Record low inflation explains agricultural protests across India

Food price inflation slips to negative territory; factory output slows marginally to 3.1%; RBI under pressure to cut key rates
Image for representational purpose only. (EPS)
Image for representational purpose only. (EPS)

NEW DELHI / CHENNAI: Retail inflation fell to a record low of 2.18 per cent in May aided by the fall in prices of vegetables and pulses, and a drop in prices of clothing, housing and fuel. The figure stood at 5.76 per cent around the same time last year and at 2.99 per cent last month. This is the lowest level that inflation has touched ever since the new series was introduced in 2012.

Low inflation levels are an indicator of falling demand and weak economic activity in the market, say experts, and May’s numbers have put pressure on the Central bank to reduce interest rates in order to spur growth.

Despite growing clamour by industry bodies and the government for a cut in key interest rates, the Reserve Bank of India left them unchanged during its Monetary Policy Review last week, citing an ‘uncertain inflation outlook’. 
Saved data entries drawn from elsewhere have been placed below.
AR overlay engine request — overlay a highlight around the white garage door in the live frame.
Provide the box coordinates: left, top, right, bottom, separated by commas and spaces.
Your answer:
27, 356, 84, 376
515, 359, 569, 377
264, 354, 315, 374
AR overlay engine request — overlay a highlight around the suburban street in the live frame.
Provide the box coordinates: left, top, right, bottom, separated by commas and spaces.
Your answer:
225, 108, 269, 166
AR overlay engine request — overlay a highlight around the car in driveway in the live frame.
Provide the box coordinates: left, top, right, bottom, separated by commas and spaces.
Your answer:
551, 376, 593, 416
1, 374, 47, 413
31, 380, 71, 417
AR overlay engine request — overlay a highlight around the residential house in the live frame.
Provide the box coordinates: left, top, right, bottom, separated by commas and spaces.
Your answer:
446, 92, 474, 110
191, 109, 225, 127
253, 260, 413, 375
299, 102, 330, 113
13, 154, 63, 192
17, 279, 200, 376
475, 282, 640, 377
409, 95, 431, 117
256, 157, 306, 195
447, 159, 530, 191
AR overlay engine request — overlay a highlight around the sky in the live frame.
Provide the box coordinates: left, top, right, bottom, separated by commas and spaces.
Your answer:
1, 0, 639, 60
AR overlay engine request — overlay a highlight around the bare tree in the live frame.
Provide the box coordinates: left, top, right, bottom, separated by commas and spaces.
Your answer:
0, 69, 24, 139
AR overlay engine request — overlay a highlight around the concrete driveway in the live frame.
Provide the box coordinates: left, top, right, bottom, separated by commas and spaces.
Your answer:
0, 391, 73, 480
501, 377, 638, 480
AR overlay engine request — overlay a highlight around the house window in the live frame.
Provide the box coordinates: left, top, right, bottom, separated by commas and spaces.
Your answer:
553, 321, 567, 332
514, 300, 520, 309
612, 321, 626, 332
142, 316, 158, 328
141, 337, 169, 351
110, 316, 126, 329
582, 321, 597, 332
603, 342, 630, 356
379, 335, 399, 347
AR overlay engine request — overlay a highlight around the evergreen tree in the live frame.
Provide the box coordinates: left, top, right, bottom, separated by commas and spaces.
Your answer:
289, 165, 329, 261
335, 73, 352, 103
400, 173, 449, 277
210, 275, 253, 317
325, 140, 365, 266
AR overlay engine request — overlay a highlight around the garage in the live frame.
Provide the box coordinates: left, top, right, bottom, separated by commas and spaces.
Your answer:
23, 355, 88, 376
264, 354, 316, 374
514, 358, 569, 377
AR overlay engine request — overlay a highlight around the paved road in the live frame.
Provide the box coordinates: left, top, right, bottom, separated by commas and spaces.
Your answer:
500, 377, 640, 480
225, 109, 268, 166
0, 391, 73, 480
While forecast of a normal monsoon this year is good news for consumers as it means better yield and lower food prices, lower inflation has its own dangers, warn experts. It could manifest “in the form of rural distress without agricultural reforms,” says a research report by India’s largest lender State Bank of India.

The overall food price inflation in May slipped into the negative territory and hovered at (-) 1.05 per cent. This is the first time since January 2012 that food prices have witnessed a deflation. Notably, farmers across the country are protesting for higher support prices that meet input costs incurred in cultivation.


“The interesting part is even if we compare the October 2016 food prices with the three-year average, the prices have barely moved,” stated the report authored by Soumya Kanti Ghosh, Group Chief Economic Advisor, SBI. “This is all the more relevant, given the agitations for farm loan waivers in different parts of the country as signs of rural distress, a flip side of the crash in food inflation over the last several months.” 

This argument is supported by the government’s inflation data. Prices of vegetables dropped sharply from (-) 8.59 per cent in April to (-) 13.44 in May and prices of pulses and products plunged from (-) 15.94 per cent in April to (-) 19.45 in May. 

“While decline in food inflation is good news for policy makers and consumers, it is not very good news for farmers and especially vegetable and pulses farmers,” said Sunil Kumar Sinha, Principal Economist, India Ratings & Research.

“Prices of pulses in some harvesting areas are already lower than the MSP and thus farmers are not getting full benefit of increased production leading to farmer unrest and increasing clamour for farm loan waiver.”

Meanwhile, data released by the Central Statistics Office showed the index of industrial production (IIP) also slowed marginally to 3.1 per cent in April from 3.8 per cent a month ago, possibly due to ‘lagged impact of demonetisation’.